1972 schrieb die Stadt Lüdenscheid einen Architektenwettbewerb für ihr „Jahrhundertprojekt“ Kulturhaus aus. Zwei Jahre später erhielt das Stuttgarter Architektenbüro Gutbrod, Billing, Peters und Ruff den Planungsauftrag. Rund 30 Millionen Mark investierte die Stadt in ihr ehrgeiziges Projekt. Die Bauleitung übernahm Prof. Nikolaus Ruff. Dreieinhalb Jahre (1978-1981) währten die Bauarbeiten an dem architektonisch anspruchsvollen, nach anthroposophischen Gesichtspunkten erbauten Gebäude, das sich sowohl in seiner Außen- als auch in der Innengestaltung an der Philharmonie Berlin orientiert. Zwei harte Winter führten zu Verzögerungen. Zur feierlichen Eröffnung am 6. November 1981 standen "Beethovens Neunte“ und eine Uraufführung von Giselher Klebe auf dem Spielplan. Eine Festwoche, die Kultur in bemerkenswerter Vielfalt bot, folgte.

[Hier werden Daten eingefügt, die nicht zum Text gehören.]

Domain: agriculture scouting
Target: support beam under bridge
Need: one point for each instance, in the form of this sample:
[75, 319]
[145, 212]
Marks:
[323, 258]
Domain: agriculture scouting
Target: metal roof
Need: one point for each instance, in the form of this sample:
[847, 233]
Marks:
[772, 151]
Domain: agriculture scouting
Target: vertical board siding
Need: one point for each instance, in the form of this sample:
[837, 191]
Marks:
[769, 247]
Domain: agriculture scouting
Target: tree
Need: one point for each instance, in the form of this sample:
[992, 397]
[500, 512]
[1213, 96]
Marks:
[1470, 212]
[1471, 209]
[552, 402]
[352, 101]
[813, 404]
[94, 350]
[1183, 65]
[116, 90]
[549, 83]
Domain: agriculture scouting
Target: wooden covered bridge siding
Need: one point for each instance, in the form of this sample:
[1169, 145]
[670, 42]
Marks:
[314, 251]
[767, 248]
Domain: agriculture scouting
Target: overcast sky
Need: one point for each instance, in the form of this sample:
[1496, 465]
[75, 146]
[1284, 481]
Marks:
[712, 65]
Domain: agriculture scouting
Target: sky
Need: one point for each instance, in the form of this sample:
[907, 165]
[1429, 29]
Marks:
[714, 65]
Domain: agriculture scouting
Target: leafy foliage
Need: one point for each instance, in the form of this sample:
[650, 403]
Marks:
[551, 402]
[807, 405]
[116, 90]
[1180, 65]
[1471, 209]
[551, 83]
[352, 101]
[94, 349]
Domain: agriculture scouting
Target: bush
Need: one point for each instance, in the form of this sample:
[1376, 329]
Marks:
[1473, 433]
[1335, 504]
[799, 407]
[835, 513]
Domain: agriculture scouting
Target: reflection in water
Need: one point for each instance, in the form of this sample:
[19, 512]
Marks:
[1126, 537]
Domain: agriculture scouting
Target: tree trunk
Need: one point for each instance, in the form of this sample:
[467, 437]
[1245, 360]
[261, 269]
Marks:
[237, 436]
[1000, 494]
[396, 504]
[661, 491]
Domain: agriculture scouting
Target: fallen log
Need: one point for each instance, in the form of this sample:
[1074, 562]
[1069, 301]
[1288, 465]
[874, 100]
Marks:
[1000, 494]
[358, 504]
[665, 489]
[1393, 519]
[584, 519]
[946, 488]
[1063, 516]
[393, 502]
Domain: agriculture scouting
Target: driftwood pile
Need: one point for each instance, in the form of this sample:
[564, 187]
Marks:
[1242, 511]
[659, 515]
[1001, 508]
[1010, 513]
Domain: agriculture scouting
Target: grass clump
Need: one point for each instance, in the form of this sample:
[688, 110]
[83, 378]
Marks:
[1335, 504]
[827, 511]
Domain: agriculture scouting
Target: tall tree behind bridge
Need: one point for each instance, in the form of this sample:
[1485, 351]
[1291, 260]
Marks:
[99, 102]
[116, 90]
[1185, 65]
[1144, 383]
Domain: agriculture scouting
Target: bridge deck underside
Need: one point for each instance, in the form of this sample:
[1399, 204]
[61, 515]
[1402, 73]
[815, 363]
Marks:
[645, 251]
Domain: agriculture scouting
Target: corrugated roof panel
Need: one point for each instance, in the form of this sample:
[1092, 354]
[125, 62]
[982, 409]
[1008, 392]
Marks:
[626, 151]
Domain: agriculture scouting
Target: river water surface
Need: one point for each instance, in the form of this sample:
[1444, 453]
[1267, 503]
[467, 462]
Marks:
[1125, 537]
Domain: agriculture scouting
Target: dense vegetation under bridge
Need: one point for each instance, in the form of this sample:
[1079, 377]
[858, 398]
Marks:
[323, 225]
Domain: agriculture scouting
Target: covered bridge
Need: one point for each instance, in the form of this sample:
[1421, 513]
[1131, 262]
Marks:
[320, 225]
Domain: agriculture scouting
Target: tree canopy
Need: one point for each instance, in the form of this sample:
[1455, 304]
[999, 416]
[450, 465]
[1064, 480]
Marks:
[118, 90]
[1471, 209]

Treibende Kraft hinter dem Bau des Kulturhauses war Lüdenscheids früherer Stadtdirektor Klaus Crummenerl, der seit 1973 als Beigeordneter für die Bereiche Recht, Sicherheit und Ordnung, Schule und Kultur zuständig war. Sowohl der Bau des Kulturhauses als auch die Eröffnung der Museen mit modernem Verbindungsbau (1988) und die der Stadtbücherei mit gläsernem Markt (1989) fallen in seine Amtszeit.

Bereits Mitte 1979 betraute die Stadt Rudolf Sparing als ersten Leiter des Kulturhauses mit der künstlerischen und kaufmännischen Leitung des noch im Bau befindlichen Kulturhauses. Von Wuppertal, wo er als Dramaturg tätig war, wechselte der gebürtige Hannoveraner nach Lüdenscheid. Zwei Reihen Musiktheater, drei Reihen Schauspiel, je eine Reihe Sinfoniekonzerte, Meisterkonzerte, experimentelles Theater (Studio) und Kindertheater, dazu Jugendtheater und Sonderprogramme, Spielfilme und Lesungen offerierte das Kulturhaus, das von Anfang an „ein Haus für alle“ sein wollte, in der Anfangszeit.

Als Rudolf Sparing 2002 in den Ruhestand ging, trat Stefan Weippert seine Nachfolge an. Die Wiederbelebung der Waldbühne im Stadtpark und neue Formate wie der Poetry Slam fallen in seine Amtszeit. Mit Kooperationen und neuen Formaten wie dem Vermittlungsangebot „Party-Cipation“ zum Mitmachen, Mitreden und Entdecken stellt Rebecca Egeling das Haus seit 2017 für die Zukunft auf.

Für ihr architektonisch herausragendes Gebäude erhielten die Stuttgarter Architekten 1983 den Architekturpreis Beton, einen der ältesten Architekturpreise Deutschlands.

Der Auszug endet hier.